One of the life-changing books I have read is Viktor Frankl’s Man’s Search for Meaning. The book is a chronicle by Frankl of his experiences as a German Nazi concentration camp inmate during World War II.
In this book, Frankl describes his psychotherapeutic* method, which involved identifying a purpose in life to feel positively about and then immersively imagining that outcome.
(* Treatment of mental disorder by psychological rather than medical means.)

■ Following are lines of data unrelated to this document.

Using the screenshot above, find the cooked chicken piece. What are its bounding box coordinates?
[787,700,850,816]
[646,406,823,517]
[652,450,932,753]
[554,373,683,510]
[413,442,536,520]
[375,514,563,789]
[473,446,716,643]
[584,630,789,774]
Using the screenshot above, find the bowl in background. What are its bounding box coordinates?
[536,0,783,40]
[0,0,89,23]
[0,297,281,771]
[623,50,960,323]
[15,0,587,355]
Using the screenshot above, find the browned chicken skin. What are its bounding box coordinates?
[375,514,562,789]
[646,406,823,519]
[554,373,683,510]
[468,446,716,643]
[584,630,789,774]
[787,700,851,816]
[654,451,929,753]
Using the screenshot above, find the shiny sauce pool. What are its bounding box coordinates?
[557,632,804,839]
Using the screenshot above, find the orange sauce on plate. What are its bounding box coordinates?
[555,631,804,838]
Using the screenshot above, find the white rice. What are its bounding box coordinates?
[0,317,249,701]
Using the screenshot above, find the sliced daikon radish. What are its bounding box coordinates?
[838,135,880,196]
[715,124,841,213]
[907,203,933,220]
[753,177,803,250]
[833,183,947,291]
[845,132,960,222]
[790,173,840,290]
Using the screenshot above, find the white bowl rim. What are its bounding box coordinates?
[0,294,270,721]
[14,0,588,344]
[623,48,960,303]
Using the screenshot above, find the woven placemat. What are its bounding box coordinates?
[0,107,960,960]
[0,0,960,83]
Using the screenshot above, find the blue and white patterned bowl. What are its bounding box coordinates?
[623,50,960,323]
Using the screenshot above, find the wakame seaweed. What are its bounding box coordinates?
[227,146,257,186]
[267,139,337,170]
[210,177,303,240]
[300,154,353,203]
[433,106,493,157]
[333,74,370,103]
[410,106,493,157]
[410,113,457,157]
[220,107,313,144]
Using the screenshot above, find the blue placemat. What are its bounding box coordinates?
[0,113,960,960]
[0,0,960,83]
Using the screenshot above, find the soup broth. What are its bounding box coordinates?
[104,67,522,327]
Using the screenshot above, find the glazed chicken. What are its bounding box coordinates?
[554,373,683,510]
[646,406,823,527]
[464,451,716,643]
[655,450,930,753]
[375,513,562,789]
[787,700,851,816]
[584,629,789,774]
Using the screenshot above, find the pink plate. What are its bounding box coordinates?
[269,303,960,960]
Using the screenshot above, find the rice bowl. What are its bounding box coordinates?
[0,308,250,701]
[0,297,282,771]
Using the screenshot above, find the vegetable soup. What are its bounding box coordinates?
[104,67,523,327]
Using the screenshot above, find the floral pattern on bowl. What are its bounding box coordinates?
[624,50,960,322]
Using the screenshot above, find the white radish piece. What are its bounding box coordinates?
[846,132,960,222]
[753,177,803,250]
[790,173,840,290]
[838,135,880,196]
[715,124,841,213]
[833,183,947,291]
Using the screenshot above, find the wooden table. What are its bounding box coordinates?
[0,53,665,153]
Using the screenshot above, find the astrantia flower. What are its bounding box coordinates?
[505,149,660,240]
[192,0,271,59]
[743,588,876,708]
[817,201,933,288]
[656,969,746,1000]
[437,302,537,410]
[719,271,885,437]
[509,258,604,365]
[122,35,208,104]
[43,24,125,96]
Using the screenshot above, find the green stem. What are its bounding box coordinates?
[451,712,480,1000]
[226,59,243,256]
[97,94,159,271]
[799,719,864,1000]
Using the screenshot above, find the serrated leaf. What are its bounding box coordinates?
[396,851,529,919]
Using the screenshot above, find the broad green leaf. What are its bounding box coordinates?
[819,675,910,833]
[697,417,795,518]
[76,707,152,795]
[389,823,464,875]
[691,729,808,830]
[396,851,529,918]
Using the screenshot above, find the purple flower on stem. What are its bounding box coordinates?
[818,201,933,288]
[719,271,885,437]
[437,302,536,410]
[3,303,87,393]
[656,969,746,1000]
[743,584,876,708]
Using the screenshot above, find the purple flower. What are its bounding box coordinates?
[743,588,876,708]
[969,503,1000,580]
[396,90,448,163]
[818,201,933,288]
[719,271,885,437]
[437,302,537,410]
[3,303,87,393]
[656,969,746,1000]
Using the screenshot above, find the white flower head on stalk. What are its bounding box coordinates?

The central theme of Frankl’s book is ‘survival.’
Although he witnessed and experienced horror, the book focuses less on the details of his own experience and more on how his time under Nazi rule showed him the human ability to survive and endure against all odds.
As Frankl wrote, he saw the lowest parts of humanity while in the camps. He saw fellow prisoners promoted to be in-camp guards turning on their fellow prisoners. He watched as they beat their lifeless, malnourished campmates. He watched sadistic guards treating them as if they were lower than animals. But he also saw individuals rising up like saints above it all.
The part that impacted me the most from the book was this –
When we are no longer able to change a situation, we are challenged to change ourselves…Everything can be taken from a man but one thing: the last of the human freedoms — to choose one’s attitude in any given set of circumstances, to choose one’s own way.
Life is not easy. And unlike what we imagine, life is not supposed to move in a straight line of happiness and smiles, or sadness and pain. It is not supposed to stay the same, just like you are not supposed to stay the same.
Life is evolving and changing. It is a constant surge of ups and downs, twists and turns, and as Rudyard Kipling said, “…triumph and disaster.”
Like you have your happy and blissful moments, you are supposed to feel pain, get hurt, and experience losses occasionally. And some of them can be really bad.
That does not mean that you deserve every bit of the sadness, defeats, and tragedies that life hands over to you. It is just part of the journey that we are walking through. It is just part of what makes us human.
R K Chandrashekar says
Dear Vishal
I couldn’t agree with you more. If I were to pick the ten best life changing books I’ve read, this would be right up there. This is a must read for even those who don’t have the reading habit!!
Mohit Israni says
” This was the needed wrote I wanted most today , as something tragic has happened in my life currently which is personal to me where I was blaming my luck and fortune , why with me only?
But this article provided me the path to calm my nature and improve myself on every bit of time ahead.”
When your life approaches and fundamentals remains same , downs are just should be taken as a new position where you will bounce back to new highs of happiness.